A clinic in Värmland in western Sweden has been criticised by the National Board of Health and Welfare (Socialstyrelsen) after the man died of a heart attack just days after making two visits to clinic.
During the man’s first visit to the clinic he complained of excruciating pain in his arms which was also radiating to his head and neck, the local Värmlands Folkblad reported.
The doctor diagnosed the man as suffering from muscle pain and prescribed muscle relaxers to help alleviate the ache.
The man returned the next day, this time hearing from the doctor that he should also take pain killers.
Two days later, the man was found dead at his home following a fatal heart attack, after which the case was reported to the health board.

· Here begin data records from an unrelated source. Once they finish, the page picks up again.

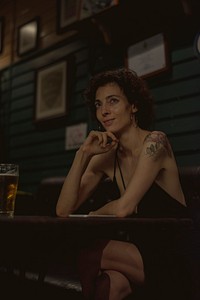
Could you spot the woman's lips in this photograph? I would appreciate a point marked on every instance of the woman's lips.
(108, 122)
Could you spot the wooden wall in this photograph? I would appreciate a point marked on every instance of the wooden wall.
(41, 152)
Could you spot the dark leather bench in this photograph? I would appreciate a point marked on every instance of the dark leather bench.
(185, 243)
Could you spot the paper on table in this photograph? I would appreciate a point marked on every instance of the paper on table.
(86, 216)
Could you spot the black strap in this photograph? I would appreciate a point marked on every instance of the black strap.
(116, 162)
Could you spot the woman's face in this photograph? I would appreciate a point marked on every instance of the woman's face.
(113, 110)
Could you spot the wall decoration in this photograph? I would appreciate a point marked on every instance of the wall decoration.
(75, 136)
(148, 57)
(90, 8)
(1, 34)
(68, 12)
(197, 45)
(28, 37)
(51, 92)
(72, 11)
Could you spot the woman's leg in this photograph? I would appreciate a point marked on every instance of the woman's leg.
(89, 265)
(112, 285)
(113, 255)
(125, 258)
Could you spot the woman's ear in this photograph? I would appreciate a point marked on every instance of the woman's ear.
(134, 108)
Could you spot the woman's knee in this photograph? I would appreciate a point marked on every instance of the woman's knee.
(120, 286)
(125, 258)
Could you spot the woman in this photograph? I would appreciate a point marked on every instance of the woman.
(139, 161)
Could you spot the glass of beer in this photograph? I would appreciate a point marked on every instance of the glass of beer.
(9, 175)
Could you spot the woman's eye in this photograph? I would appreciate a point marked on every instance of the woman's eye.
(113, 100)
(97, 104)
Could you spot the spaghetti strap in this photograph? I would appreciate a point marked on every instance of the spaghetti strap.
(116, 162)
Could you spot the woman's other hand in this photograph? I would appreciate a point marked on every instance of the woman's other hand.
(99, 142)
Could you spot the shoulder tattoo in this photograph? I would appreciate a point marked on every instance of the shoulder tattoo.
(157, 143)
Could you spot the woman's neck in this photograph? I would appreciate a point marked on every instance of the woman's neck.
(131, 141)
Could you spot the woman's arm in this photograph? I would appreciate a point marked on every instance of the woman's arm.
(156, 150)
(85, 172)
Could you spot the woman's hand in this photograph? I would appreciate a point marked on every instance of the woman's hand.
(99, 142)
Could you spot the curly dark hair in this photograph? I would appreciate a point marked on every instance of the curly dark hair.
(133, 87)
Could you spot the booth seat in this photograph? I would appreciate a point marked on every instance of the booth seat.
(184, 281)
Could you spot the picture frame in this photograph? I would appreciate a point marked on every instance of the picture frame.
(51, 92)
(149, 57)
(28, 37)
(90, 8)
(68, 13)
(1, 33)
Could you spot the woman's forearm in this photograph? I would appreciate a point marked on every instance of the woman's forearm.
(69, 195)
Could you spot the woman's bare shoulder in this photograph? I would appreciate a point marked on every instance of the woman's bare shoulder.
(156, 142)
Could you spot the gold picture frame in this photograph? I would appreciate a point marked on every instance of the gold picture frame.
(51, 92)
(149, 57)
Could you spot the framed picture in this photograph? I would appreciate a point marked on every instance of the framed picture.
(28, 37)
(51, 92)
(148, 57)
(72, 11)
(90, 8)
(68, 12)
(1, 34)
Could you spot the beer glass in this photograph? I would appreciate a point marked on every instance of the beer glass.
(9, 174)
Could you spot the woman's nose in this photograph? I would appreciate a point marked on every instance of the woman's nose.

Subsequent investigations by county health authorities as well as the health board revealed that the doctor who treated the 66-year-old had limited Swedish language skills and likely misunderstood the severity of the man’s condition and the exact nature of his pain.
An EKG was never ordered and blood tests weren’t performed, nor did the doctor reassess his diagnosis on the occasion of the man’s second visit to the clinic.
The fact that the doctor refused to participate in a telephone interview during the investigation because he had a hard time communicating in Sweden was cited by the health board as evidence that the doctor lacked sufficiently strong Swedish language skills.
Following the incident, county health authorities have promised to develop an action plan to ensure similar incidents don’t occur in the future.